Desde el fin de semana anterior al decreto de cuarentena que en la provincia no se hacía una fiesta así de grande. Grande en serio, porque la Bresh con fecha en Tucumán en solo cuatro días había agotado las más de 8 mil entradas que salieron a la venta. Ilusiones de ir de fiesta sobraban, los tucumanos tenían ganas de toda la liturgia que una previa a botella cortada implica.

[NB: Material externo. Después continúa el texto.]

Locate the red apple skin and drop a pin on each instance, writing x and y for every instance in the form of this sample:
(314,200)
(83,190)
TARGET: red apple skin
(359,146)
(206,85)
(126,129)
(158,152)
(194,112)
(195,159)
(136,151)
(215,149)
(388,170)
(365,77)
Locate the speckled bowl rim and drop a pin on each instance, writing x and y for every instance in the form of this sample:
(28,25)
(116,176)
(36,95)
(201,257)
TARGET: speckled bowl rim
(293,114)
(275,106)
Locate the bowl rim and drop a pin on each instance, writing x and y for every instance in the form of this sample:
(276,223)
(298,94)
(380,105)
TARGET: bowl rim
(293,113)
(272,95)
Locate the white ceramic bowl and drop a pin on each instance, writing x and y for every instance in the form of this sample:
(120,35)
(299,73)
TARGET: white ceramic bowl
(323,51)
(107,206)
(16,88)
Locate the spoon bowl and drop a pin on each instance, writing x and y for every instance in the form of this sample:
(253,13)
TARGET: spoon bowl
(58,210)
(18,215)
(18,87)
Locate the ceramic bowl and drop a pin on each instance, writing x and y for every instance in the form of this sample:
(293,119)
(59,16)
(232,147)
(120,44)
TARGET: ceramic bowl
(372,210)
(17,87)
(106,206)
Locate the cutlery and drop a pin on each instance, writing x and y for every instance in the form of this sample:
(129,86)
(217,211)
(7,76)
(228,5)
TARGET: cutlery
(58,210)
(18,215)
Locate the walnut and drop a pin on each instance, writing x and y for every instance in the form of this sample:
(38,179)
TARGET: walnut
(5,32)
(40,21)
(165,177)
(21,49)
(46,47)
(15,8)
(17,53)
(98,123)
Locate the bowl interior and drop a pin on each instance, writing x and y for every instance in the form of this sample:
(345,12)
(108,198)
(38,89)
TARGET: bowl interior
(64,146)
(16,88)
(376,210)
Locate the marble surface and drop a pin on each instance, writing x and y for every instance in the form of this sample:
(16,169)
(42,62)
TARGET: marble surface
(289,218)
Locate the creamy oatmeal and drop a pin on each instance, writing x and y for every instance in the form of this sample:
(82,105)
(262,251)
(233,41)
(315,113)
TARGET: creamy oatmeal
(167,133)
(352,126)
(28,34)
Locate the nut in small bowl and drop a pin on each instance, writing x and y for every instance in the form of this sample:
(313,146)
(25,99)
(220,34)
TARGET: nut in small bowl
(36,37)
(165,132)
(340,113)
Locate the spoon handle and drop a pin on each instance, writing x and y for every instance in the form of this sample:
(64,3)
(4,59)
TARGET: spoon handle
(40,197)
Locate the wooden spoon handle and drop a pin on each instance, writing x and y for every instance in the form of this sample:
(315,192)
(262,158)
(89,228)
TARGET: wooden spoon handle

También hacer una fila larga para entrar al boliche, las presumidas, los besos fugaces, los celulares en los corpiños, polleras cortas y, sobre todo, bailar hasta que los pies se cansen.

El chicaneo en las redes había comenzado antes que los parlantes de Central Córdoba se enciendan. El intercambio de opiniones abrió un debate siempre latente: la eterna comparación con Buenos Aires. La fiesta Bresh tiene como sello registrado la presencia de famosos e influencers. En las últimas ediciones que se realizaron en Miami concurrieron figuras como Bizarrap, Duki, Tini Stoessel o María Becerra. La provocación de algunos foristas se podía leer en comentarios como: “Qué famosos tiene Tucumán, seguro van a llevar a esos tik tokers”, “Te lo imaginás a Gordillo y a la Amalia en La Bresh” “Qué acaso viene Sebastián Yatra”. Todas muestras de inseguridad con complejo porteñocentrico. El cruce se dio principalmente en Twitter. 

Foto de @fotogra.fer 

Ante esto, muchos se expresaron para dejar en claro que la joda no tiene centro. Un usuario, para contestar, citó a una de las Drag Queen más famosas de la provincia, Lady Alutrix, que había dicho“Poné el ojo mi amor, porque en todo el norte hay mucho arte, tenés que verlo nomas”.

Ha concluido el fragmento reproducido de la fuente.